+ learner first aid

First aid: read the overview, copy one worked example by hand, then try explaining the key rule without looking.

+ Math syllabus context

Current Mathematics path is the active Basic Mathematics syllabus. The 2023 Mathematics syllabus is a transition path expected to take effect from January 2027; this wiki will update the lead path in late 2026.

Statistics (Form III)

Core Concepts

Statistics is the branch of mathematics dealing with the collection, presentation, analysis, and interpretation of numerical data. In the NECTA Basic Mathematics syllabus, mastering how to organize raw data into tables, graphically visualize it, and extract Measures of Central Tendency (Mean, Median, Mode) is critical.

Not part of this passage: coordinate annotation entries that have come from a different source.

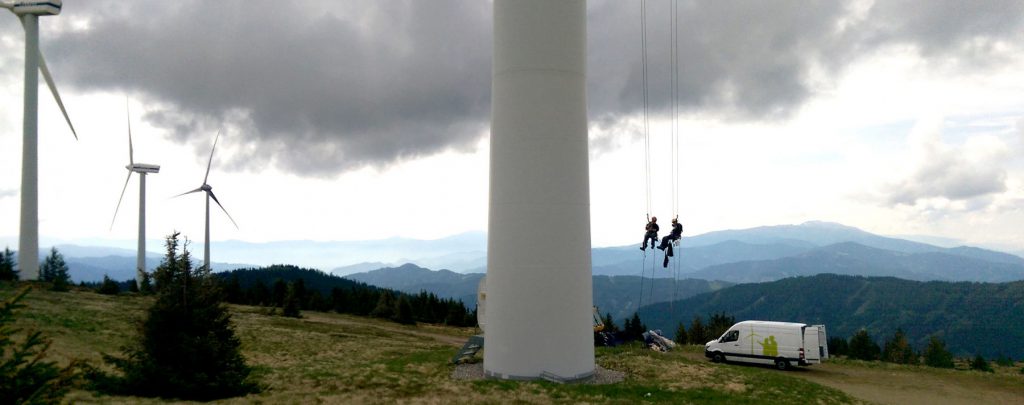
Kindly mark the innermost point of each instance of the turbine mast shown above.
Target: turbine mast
(28, 243)
(539, 318)
(140, 256)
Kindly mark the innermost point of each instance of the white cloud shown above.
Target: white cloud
(963, 175)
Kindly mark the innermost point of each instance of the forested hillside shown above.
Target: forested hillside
(973, 318)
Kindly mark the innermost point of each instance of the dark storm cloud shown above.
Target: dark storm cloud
(322, 88)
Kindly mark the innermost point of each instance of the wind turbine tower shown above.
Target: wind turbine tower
(209, 194)
(539, 268)
(28, 243)
(142, 170)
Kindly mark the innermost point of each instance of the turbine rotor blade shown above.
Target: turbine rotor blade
(120, 198)
(210, 162)
(222, 209)
(131, 151)
(53, 89)
(188, 192)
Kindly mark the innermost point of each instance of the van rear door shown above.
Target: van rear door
(812, 351)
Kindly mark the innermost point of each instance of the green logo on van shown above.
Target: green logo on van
(770, 347)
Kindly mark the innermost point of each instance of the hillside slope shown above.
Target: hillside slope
(985, 318)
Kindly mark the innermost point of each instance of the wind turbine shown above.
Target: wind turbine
(28, 243)
(142, 170)
(209, 194)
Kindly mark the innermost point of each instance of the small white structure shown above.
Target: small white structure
(539, 299)
(781, 344)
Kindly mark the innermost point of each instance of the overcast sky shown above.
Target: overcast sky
(361, 120)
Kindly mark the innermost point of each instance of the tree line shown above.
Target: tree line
(292, 288)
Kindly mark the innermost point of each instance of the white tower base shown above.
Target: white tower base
(539, 269)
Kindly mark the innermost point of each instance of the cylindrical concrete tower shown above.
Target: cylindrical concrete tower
(539, 269)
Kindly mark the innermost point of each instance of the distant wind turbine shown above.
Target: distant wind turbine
(209, 194)
(28, 243)
(142, 170)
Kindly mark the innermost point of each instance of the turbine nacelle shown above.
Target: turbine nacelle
(143, 168)
(38, 7)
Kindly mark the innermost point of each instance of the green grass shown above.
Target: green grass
(343, 359)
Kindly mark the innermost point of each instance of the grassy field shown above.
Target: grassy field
(333, 358)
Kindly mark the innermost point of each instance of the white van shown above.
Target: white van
(781, 344)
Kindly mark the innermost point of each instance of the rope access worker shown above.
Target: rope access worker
(651, 233)
(677, 232)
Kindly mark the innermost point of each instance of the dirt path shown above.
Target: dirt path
(893, 386)
(912, 387)
(444, 339)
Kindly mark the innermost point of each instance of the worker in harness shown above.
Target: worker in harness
(677, 232)
(651, 233)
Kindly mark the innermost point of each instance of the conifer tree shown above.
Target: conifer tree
(681, 335)
(838, 347)
(404, 313)
(898, 350)
(635, 327)
(187, 348)
(936, 354)
(862, 347)
(979, 363)
(290, 307)
(609, 323)
(697, 333)
(7, 272)
(145, 285)
(54, 270)
(109, 286)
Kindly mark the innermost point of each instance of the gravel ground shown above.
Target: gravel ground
(601, 375)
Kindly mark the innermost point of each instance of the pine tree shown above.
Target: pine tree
(697, 332)
(290, 307)
(862, 347)
(681, 335)
(279, 291)
(936, 354)
(109, 286)
(635, 327)
(838, 347)
(385, 306)
(145, 286)
(609, 324)
(54, 270)
(897, 350)
(404, 313)
(979, 363)
(187, 348)
(7, 272)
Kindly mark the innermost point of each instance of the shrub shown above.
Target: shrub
(54, 270)
(898, 350)
(862, 347)
(979, 363)
(109, 286)
(681, 336)
(7, 272)
(838, 347)
(25, 376)
(936, 354)
(186, 348)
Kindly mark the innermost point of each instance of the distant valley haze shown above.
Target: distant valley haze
(755, 255)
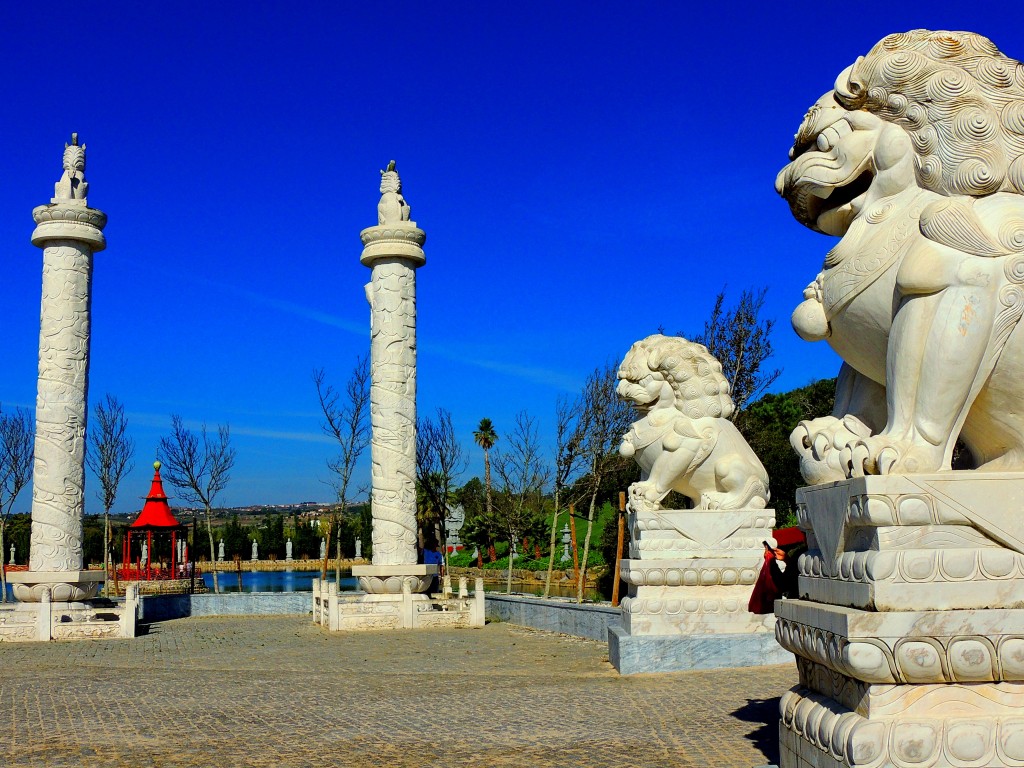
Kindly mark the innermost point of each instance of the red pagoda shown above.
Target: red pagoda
(156, 517)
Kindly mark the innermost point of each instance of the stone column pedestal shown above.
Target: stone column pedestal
(909, 641)
(393, 250)
(690, 574)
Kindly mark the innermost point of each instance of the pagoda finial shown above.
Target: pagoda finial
(73, 184)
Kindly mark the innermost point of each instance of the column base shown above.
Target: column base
(55, 586)
(388, 580)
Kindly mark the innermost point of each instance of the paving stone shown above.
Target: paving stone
(280, 691)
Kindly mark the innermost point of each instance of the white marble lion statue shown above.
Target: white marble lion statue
(915, 160)
(685, 441)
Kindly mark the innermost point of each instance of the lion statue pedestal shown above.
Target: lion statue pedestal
(690, 571)
(909, 637)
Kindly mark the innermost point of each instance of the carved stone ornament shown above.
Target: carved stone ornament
(689, 571)
(909, 631)
(393, 251)
(69, 232)
(915, 160)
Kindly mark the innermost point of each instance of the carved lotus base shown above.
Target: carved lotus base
(42, 622)
(390, 580)
(936, 726)
(65, 586)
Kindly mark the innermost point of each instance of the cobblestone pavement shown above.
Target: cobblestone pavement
(280, 691)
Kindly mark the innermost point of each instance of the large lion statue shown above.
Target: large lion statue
(915, 160)
(685, 441)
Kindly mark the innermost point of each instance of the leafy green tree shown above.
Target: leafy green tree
(271, 539)
(740, 339)
(485, 436)
(237, 539)
(477, 530)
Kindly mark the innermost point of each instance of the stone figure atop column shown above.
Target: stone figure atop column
(393, 250)
(392, 209)
(907, 633)
(73, 184)
(70, 232)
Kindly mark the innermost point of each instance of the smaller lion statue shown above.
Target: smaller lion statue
(392, 209)
(685, 441)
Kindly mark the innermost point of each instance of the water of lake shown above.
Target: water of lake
(301, 581)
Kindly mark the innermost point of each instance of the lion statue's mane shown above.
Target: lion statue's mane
(931, 264)
(685, 441)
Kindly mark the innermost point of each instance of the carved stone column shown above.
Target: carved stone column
(69, 231)
(393, 250)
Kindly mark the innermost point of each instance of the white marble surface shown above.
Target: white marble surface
(393, 251)
(684, 440)
(69, 231)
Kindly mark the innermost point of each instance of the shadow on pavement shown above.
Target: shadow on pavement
(763, 712)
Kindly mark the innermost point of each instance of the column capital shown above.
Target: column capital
(401, 240)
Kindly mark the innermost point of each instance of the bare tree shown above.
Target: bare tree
(17, 437)
(439, 462)
(109, 454)
(348, 423)
(568, 441)
(740, 340)
(200, 467)
(522, 475)
(604, 419)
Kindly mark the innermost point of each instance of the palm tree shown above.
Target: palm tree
(485, 437)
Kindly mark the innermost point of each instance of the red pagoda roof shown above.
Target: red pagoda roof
(156, 513)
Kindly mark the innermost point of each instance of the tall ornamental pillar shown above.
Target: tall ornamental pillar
(69, 231)
(393, 250)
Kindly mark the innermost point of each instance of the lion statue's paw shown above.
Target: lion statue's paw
(820, 442)
(885, 455)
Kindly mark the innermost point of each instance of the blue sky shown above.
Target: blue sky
(586, 172)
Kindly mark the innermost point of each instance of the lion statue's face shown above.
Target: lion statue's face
(843, 162)
(644, 392)
(935, 111)
(671, 372)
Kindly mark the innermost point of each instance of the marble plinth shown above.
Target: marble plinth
(391, 580)
(909, 637)
(690, 574)
(59, 586)
(45, 621)
(632, 654)
(340, 611)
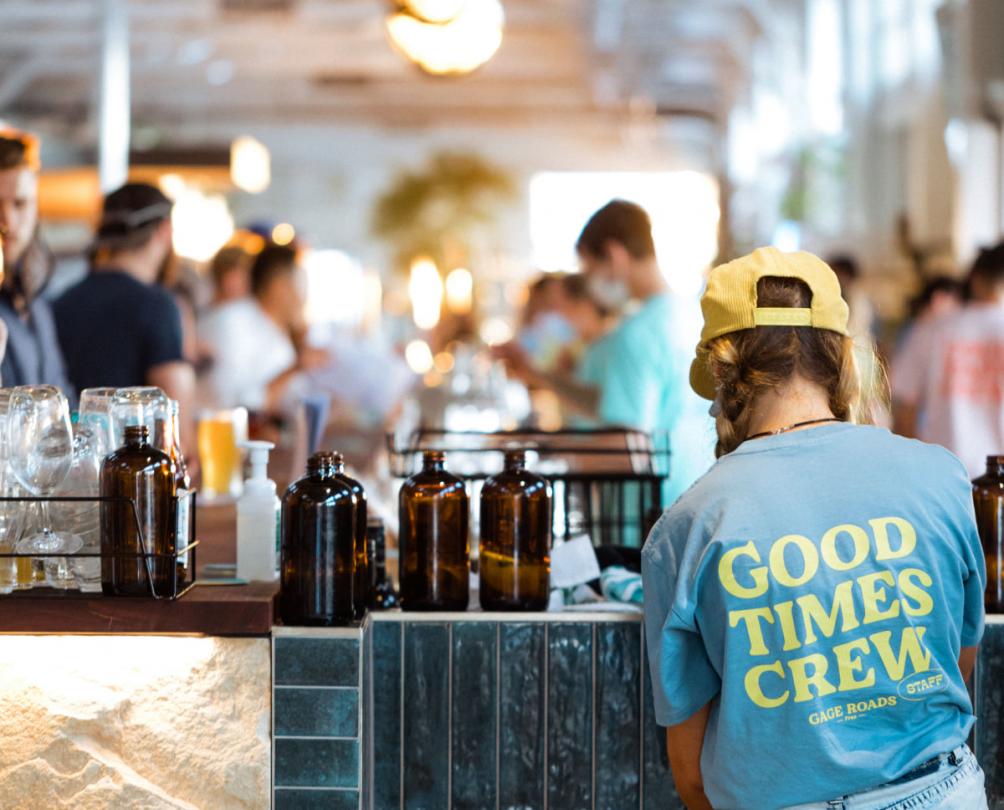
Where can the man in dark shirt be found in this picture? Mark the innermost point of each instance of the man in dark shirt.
(32, 353)
(117, 327)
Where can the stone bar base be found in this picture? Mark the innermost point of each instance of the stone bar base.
(134, 723)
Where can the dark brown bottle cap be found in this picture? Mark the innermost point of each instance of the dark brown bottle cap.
(515, 457)
(323, 460)
(137, 434)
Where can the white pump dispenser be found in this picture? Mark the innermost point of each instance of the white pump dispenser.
(257, 519)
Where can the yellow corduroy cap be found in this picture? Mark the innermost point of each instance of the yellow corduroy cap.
(729, 302)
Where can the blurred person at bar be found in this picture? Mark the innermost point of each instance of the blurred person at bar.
(636, 375)
(952, 393)
(941, 297)
(860, 324)
(862, 316)
(118, 326)
(813, 603)
(258, 343)
(230, 272)
(560, 320)
(32, 348)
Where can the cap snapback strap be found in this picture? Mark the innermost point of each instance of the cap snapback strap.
(782, 316)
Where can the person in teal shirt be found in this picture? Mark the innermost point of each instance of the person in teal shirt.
(813, 603)
(637, 375)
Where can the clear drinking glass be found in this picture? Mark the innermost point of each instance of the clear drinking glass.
(83, 518)
(40, 447)
(95, 416)
(220, 434)
(142, 404)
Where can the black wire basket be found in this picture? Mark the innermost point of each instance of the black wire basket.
(168, 575)
(605, 483)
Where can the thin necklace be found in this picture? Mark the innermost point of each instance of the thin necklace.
(780, 431)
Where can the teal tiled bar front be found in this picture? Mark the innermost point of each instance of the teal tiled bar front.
(477, 711)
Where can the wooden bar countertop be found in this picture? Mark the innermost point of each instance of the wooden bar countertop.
(207, 609)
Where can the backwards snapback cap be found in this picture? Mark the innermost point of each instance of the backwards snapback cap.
(130, 209)
(729, 303)
(22, 147)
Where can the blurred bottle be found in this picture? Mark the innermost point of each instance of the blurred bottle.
(318, 547)
(988, 498)
(514, 561)
(360, 588)
(146, 525)
(183, 484)
(382, 593)
(257, 519)
(434, 545)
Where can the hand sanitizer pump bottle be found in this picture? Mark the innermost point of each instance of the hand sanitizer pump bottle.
(257, 519)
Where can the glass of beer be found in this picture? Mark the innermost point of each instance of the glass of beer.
(219, 436)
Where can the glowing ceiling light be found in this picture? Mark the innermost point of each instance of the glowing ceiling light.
(419, 356)
(438, 11)
(283, 233)
(496, 331)
(460, 291)
(250, 165)
(444, 362)
(425, 288)
(201, 224)
(459, 45)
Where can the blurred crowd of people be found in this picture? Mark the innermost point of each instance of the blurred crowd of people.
(610, 344)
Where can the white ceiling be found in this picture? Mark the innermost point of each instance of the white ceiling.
(309, 61)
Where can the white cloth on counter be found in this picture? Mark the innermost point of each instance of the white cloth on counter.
(249, 351)
(362, 373)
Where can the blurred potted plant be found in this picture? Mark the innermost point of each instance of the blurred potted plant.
(436, 210)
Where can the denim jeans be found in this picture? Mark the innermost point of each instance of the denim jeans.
(957, 784)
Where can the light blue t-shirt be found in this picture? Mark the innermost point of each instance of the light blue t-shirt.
(817, 586)
(643, 371)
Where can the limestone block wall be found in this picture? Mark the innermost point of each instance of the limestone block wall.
(122, 723)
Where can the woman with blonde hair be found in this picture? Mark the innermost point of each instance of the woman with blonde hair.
(813, 603)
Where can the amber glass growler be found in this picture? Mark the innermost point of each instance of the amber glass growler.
(988, 498)
(317, 547)
(515, 552)
(146, 476)
(435, 549)
(360, 585)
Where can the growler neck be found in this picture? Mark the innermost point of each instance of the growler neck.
(995, 466)
(515, 461)
(324, 464)
(433, 462)
(137, 437)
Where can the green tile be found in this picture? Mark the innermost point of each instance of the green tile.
(316, 712)
(316, 763)
(292, 799)
(316, 661)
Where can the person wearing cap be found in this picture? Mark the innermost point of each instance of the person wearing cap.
(117, 326)
(812, 603)
(636, 375)
(32, 354)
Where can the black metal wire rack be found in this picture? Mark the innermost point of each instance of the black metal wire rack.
(605, 483)
(169, 575)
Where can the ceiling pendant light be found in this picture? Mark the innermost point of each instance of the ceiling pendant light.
(447, 37)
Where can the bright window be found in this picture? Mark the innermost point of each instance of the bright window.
(684, 207)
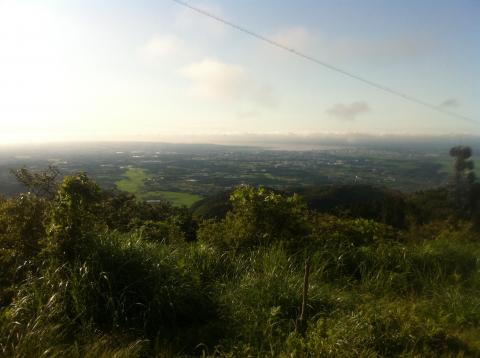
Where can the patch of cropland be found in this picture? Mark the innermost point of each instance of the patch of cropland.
(204, 170)
(134, 183)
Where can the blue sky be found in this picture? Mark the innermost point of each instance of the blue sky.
(87, 70)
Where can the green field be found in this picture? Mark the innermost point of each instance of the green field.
(134, 183)
(176, 198)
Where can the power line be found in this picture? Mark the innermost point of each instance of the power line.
(325, 64)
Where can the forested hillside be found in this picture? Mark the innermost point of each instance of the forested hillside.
(344, 272)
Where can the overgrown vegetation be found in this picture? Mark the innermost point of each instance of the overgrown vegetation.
(88, 272)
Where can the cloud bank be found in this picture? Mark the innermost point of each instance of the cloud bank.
(348, 112)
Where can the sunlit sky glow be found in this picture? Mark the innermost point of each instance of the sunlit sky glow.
(148, 70)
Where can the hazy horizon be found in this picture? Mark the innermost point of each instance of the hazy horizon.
(150, 70)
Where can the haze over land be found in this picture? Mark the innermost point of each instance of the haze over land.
(147, 70)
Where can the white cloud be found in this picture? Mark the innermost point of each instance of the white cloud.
(189, 20)
(348, 112)
(450, 103)
(160, 46)
(298, 38)
(344, 48)
(214, 79)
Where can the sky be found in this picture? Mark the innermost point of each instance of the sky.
(83, 70)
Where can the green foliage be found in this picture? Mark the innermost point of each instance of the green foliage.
(93, 273)
(259, 217)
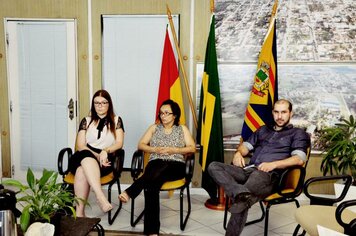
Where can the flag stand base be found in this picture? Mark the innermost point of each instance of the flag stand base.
(218, 204)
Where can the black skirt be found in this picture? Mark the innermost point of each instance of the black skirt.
(78, 156)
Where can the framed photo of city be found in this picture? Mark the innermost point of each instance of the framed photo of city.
(307, 31)
(321, 94)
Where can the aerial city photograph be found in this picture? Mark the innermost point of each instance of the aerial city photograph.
(316, 50)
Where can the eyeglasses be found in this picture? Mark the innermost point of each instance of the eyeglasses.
(99, 104)
(165, 113)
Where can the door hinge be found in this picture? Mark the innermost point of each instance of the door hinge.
(7, 39)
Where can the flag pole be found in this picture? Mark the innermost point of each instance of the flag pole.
(212, 7)
(182, 68)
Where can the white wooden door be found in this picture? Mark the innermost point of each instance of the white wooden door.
(42, 76)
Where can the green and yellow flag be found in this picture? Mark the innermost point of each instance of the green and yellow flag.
(210, 130)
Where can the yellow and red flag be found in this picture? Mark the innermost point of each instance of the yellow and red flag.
(170, 86)
(265, 87)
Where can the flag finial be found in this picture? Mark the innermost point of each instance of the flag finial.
(169, 13)
(274, 9)
(212, 6)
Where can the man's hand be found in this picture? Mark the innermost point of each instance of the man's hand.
(238, 160)
(267, 166)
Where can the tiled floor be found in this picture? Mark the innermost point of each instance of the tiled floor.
(202, 220)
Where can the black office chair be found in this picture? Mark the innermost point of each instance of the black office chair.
(289, 188)
(139, 160)
(110, 179)
(322, 212)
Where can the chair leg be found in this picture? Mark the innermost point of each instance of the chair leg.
(296, 230)
(227, 199)
(184, 223)
(261, 218)
(111, 219)
(134, 221)
(247, 223)
(266, 220)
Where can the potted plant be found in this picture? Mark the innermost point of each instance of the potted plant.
(339, 148)
(42, 199)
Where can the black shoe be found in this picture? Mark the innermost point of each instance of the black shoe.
(242, 202)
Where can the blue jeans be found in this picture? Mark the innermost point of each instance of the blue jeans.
(235, 180)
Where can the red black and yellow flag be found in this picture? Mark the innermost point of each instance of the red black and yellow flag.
(170, 86)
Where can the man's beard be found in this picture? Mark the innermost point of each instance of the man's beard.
(283, 125)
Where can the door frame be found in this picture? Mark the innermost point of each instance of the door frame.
(72, 73)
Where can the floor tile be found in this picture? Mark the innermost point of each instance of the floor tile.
(202, 221)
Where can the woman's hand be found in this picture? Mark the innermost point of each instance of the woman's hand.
(103, 159)
(165, 150)
(238, 160)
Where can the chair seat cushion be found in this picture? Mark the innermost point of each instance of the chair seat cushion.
(173, 184)
(276, 195)
(312, 215)
(69, 178)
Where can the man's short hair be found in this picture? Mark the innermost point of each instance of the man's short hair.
(279, 101)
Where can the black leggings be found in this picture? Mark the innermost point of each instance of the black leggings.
(156, 173)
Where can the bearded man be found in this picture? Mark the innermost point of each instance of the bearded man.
(274, 149)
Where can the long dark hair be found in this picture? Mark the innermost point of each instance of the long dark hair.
(175, 110)
(110, 115)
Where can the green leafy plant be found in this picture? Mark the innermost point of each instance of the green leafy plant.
(42, 198)
(339, 143)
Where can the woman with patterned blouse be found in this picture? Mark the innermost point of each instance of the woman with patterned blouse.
(99, 136)
(167, 142)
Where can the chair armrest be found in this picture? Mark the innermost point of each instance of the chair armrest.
(137, 164)
(284, 179)
(351, 226)
(61, 155)
(118, 162)
(317, 200)
(189, 166)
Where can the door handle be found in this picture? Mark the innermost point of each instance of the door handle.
(71, 109)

1. Simple Data Representation

When data sets are relatively small or categorical, we use simple graphical tools. The fundamental principle is to visually represent the frequency (the number of times an observation occurs) of each category.

  • Pictograms: Data is represented using symbols or pictures. A key is provided to show what quantity each symbol represents. While intuitive, they can be visually imprecise when depicting fractions of a symbol.
  • Bar Charts: Frequencies are shown using rectangular bars. The height (or length) of each bar is directly proportional to its frequency. Bars are separated by equal gaps, emphasizing that the categories are distinct or discrete.
  • Line Graphs: Data points $(x, y)$ are plotted on a Cartesian plane and connected by straight lines. They are mostly used for time-series data to show trends over a continuous period.
  • Pie Charts: A circular chart divided into sectors. The entire circle represents the total frequency ($360^\circ$). The area (and thus the central angle) of each sector is proportional to the frequency of that category.

Derivation of the Sector Angle: If the total frequency $\sum f$ corresponds to $360^\circ$, then $1$ unit of frequency corresponds to $\frac{360^\circ}{\sum f}$. For a category with frequency $f_i$, the angle $\theta_i$ is: $$\theta_i = \frac{f_i}{\sum f} \times 360^\circ$$

2. Frequency Distribution Tables

For large sets of continuous data, we group raw data into class intervals to form a grouped frequency distribution table. This condenses the data, making it easier to analyze.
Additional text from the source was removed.